Lamp or luminaire efficacy is defined in terms of luminous efficacy, lumens per watt.  The common belief, indeed the basis for energy regulation, is that luminous efficacy equates to lower power demand from a lighting system.  This is incorrect because luminous efficacy is not defined in terms of “useful” lumens per watt.  Light that is directed to locations outside the desired area for illumination is wasted and can cause negative effects such as light discomfort glare and light pollution.  The concept of application efficacy was developed to minimize wasted lighting energy and the collateral negative effects associated with poor optics.  Since its original development, the concept of application efficacy has been further developed to consider spectral and temporal factors as well.

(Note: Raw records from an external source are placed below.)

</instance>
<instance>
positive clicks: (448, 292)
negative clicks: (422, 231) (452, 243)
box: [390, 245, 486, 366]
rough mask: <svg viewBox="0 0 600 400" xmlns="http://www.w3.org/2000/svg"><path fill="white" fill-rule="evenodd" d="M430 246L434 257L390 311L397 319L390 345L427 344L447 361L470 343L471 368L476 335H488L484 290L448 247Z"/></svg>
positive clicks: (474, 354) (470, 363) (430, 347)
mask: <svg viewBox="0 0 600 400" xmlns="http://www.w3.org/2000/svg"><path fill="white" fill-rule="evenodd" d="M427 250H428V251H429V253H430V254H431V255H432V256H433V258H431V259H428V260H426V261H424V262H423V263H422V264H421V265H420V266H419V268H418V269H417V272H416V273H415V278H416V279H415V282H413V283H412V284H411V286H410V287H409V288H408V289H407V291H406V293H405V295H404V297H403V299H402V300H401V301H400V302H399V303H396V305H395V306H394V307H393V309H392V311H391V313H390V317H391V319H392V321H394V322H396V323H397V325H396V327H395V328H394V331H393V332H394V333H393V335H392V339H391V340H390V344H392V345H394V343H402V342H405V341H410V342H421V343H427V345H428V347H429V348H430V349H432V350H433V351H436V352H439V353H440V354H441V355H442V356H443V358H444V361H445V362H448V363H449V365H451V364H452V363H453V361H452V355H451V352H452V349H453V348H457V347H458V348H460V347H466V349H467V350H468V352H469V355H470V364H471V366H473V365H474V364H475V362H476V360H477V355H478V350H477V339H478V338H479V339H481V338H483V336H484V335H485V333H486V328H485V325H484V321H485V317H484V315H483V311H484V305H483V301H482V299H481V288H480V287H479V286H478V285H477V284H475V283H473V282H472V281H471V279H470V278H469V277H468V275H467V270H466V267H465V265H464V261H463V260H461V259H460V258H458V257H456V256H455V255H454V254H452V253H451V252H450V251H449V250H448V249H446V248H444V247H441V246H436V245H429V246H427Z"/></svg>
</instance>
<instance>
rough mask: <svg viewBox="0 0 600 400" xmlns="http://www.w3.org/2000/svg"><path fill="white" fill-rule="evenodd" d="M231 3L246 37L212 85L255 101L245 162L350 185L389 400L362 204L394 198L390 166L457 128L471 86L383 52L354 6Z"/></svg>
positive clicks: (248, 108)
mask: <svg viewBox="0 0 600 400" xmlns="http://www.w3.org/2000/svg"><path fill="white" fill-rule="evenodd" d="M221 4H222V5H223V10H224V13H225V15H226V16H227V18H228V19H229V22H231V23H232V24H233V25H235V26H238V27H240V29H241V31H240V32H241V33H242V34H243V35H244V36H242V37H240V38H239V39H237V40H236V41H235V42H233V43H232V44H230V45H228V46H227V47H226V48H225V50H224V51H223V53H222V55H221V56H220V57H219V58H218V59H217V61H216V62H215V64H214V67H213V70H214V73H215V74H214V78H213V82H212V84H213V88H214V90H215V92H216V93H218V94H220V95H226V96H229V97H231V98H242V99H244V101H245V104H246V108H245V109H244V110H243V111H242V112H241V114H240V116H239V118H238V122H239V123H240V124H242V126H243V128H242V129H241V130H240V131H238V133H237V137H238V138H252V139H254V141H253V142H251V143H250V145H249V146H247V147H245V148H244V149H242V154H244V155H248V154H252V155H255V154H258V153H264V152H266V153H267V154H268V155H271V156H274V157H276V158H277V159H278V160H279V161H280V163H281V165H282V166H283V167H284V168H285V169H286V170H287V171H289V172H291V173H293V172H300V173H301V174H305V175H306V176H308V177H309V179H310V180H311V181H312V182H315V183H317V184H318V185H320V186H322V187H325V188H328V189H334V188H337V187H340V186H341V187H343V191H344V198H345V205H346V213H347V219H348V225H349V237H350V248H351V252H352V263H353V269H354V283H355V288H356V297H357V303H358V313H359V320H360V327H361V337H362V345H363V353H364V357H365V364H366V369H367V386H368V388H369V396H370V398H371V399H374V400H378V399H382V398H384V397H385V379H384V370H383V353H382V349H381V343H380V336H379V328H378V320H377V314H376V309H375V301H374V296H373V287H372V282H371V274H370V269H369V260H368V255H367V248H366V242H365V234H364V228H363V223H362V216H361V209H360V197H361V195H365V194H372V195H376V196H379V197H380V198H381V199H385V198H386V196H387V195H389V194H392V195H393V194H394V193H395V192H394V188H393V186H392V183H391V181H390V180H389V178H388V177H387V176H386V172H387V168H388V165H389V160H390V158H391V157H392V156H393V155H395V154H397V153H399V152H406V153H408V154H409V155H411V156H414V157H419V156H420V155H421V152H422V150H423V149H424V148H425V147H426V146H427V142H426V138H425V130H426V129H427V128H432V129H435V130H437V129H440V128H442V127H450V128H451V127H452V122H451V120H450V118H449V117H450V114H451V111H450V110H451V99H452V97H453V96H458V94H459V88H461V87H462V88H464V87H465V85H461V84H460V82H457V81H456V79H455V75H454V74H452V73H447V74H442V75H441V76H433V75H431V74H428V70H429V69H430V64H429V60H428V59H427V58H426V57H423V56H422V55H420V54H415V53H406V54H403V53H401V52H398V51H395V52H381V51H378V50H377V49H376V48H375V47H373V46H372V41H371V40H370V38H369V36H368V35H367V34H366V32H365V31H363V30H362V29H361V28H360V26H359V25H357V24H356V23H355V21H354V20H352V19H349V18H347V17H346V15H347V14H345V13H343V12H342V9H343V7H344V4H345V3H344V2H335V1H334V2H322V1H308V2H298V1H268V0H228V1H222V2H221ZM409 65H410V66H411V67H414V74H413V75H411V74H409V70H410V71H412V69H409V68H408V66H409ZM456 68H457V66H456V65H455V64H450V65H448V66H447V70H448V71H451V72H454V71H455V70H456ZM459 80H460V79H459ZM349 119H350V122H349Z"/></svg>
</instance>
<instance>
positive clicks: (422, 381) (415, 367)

Mark ReaDr. Rea is the director of Rensselaer Polytechnic Institute's Lighting Research Center and an expert in human vision, lighting engineering, human factors, photobiology, psychology, light and health, nighttime vision, and visual performance. He is the author of more than 100 scientific and technical articles related to vision, lighting engineering, and human factors and was the editor-in-chief of the 8th and 9th editions of the Illuminating Engineering Society of North America Lighting Handbook. His current research projects include the study of the effects of light and circadian disruption on breast cancer, research on the effects of daylight on worker productivity in commercial offices, the development of new metrics to improve the acceptance of energy-efficient lighting technologies, and research on reducing the market barriers to widespread use of energy-efficient lighting controls.